Heath Miller is, obviously, the poster child for this, having a Hall of Fame NFL career including two rings with the Pittsburgh Steelers following his stellar Virginia career. Jake McGee and Tony Poljan are two other examples, and now Jelani Woods is the most recent.
Woods was a 6’7” 230 lb “Pro-style” QB coming out of HS. After a redshirt year at Oklahoma State, he moved from QB to TE. He was actually listed on the OSU as “Cowboy-Back”, which is sort of a Tight End/Fullback hybrid position.
In three seasons at OSU, Woods totaled 31 receptions for 361 yards (11.6 ypc) and 4 TDs. He was a two-time All-Big 12 honorable mention. But he may have been underutilized. In his lone season at Virginia, Woods totaled 44 catches for 598 yards (13.6 ypc) and 8 TDs. Even those numbers are just scratching the surface of what he could be.
Woods was just another NFL draft name heading into the NFL Draft Combine. That all changed quickly. Woods’ performance at the Combine has generated a ton of hype and he’s now being projected as a Day 2 pick, and possibly even the first TE taken.
He only participated in two events at the Combine, the 40 yard dash and the bench press. But that was enough.
As you can see, Woods ran a 4.61s in the 40. That was the second fastest TE at the combine. The only faster TE weighed in at 238 lbs. Woods weighed 259. Woods also put up 24 bench reps, which was tops among TEs. His combine performance is on par with Rob Gronkowski and Travis Kelce, likely the two best NFL TEs in recent years. Frankly, this combination of size, speed and strength is scary. Scary good.
This was Woods’ breakout game, coming against the Illini in Virginia’s second contest of last season. Woods had 5 receptions for 122 yards and a TD in this one. His previous single-game high was 54 yards.

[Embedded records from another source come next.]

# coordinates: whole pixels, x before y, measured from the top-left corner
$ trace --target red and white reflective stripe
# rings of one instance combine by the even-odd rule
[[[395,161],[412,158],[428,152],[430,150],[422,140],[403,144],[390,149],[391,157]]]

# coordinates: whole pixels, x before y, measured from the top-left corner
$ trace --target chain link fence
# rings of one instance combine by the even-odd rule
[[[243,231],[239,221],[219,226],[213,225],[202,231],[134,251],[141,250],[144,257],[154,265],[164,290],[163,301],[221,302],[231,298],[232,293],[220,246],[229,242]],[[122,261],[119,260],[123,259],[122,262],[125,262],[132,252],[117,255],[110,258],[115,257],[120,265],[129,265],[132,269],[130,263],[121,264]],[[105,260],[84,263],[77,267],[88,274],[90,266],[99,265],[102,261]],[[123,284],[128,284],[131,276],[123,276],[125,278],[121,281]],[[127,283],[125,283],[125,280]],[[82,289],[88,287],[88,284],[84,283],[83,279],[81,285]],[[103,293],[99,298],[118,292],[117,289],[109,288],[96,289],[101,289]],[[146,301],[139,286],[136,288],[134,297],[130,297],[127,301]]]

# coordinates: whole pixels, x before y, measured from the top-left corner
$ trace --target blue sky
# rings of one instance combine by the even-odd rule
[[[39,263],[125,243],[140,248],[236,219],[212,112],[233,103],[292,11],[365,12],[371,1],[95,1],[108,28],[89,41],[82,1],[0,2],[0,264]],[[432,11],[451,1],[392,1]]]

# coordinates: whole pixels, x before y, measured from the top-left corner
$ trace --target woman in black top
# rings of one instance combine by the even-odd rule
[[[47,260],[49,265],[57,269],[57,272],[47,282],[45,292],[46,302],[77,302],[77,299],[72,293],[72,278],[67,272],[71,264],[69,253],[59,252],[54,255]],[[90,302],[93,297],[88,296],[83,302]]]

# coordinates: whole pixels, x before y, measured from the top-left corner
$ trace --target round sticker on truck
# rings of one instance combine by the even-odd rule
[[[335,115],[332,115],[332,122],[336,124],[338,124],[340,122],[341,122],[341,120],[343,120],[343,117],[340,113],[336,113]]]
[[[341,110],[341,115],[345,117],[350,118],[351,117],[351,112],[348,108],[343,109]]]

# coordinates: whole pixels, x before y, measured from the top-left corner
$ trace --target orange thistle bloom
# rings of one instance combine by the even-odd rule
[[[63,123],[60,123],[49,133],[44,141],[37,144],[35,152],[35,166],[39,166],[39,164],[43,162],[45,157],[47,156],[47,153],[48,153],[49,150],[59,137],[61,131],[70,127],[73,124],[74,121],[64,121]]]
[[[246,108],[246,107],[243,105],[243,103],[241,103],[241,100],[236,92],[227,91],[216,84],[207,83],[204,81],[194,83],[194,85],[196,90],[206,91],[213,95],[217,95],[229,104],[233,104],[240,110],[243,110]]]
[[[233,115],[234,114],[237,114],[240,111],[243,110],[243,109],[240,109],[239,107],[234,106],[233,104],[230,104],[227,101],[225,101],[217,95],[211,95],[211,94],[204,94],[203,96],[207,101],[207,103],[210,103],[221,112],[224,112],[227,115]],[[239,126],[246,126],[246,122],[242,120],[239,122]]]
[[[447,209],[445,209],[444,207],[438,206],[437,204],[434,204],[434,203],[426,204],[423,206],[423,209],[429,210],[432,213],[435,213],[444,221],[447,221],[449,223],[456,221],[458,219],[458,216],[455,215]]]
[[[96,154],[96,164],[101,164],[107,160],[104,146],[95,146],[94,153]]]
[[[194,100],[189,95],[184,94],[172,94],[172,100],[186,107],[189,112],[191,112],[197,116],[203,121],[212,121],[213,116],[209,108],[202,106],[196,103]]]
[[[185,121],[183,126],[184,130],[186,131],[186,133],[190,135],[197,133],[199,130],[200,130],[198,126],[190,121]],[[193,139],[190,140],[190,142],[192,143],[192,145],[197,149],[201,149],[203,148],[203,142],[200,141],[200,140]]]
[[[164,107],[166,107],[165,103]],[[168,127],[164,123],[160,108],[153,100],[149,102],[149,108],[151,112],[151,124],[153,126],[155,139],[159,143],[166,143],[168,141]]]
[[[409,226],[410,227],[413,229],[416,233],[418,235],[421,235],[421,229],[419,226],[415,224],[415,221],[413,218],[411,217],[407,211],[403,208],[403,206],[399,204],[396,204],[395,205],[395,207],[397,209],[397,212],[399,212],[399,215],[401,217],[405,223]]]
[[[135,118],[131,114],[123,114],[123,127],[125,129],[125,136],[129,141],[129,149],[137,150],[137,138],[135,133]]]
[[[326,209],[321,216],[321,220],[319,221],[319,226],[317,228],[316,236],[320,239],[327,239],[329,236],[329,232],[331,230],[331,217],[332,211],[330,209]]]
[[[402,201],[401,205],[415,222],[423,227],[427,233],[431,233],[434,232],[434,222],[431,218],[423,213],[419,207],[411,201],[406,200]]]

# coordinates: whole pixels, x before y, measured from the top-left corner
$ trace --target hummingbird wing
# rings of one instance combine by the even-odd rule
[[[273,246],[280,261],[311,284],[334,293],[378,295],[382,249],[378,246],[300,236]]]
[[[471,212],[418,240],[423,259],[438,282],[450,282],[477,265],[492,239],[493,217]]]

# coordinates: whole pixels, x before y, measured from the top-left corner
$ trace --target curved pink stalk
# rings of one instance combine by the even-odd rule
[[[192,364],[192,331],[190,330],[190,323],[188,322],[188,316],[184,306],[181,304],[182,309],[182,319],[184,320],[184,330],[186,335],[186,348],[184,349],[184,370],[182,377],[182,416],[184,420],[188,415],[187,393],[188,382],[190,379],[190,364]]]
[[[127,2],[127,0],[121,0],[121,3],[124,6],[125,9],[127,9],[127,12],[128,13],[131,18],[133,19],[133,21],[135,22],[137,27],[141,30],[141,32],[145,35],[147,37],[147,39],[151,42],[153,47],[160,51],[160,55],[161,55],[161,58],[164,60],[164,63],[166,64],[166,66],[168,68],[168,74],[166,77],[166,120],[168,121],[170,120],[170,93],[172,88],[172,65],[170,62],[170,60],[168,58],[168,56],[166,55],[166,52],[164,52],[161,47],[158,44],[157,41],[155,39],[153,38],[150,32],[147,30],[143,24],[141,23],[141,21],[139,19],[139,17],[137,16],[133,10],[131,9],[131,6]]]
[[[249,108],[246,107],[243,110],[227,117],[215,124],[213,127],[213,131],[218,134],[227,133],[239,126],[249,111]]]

Let’s look at a couple more highlights to see what Woods can do.
His first strait that stands out is obviously his size. Woods is a big dude. Here, he uses his body to shield the defender and create a window for Brennan Armstrong to hit him in the end-zone.
He’s also strong and knows how to take advantage of it. On this play, he takes a big hit and stays up, forcing his way into the end zone.
And — as evidenced by his 4.61 40-yard dash — Woods can run. Against Pitt on this play he breaks a couple of tackles and turns a 10 yard pass into a 40 yard gain.
If his overall numbers don’t blow you away, remember that Woods was part of an offense with the nation’s 14th ranked WR in yards (Dontayvion Wicks) and 19th ranked WR in receptions (Keytaon Thompson). There’s only one football on the field at a time and only so many passes to be thrown. Woods wasn’t the primary option on most plays, yet still put up some impressive numbers in his first extended run as a passing game weapon.
But what about blocking? TEs need to block. Can Woods? Look, Oklahoma State essentially turned him into a fullback. He can block. That said, he’s not a TE who can handle an NFL DE one-on-one. Those are rare. His height is a liability when blocking bigger DEs. He is much better in space where he can use his long arms to get locked onto a defender and his bulk to push the defender back.
You may be surprised to hear that highlight reels for TEs do not include much blocking. But here is one, below, showing Woods blocking on the edge. Woods is the last man on the OL to the right (towards the top of the screen). He gets into space and takes Duke’s #23 right out of play. By the end of the play, the Duke defender is 10 yards upfield.
Woods may not be faster than most NFL LBs, but he is bigger than them.
Woods is raw. He hasn’t mastered route running, though he got good reviews on that from the Senior Bowl. And he can also improve as a blocker. (So can every other guy in this draft.) But Woods’ physical gifts are tremendous and if he puts in the work, he could become a very good NFL TE.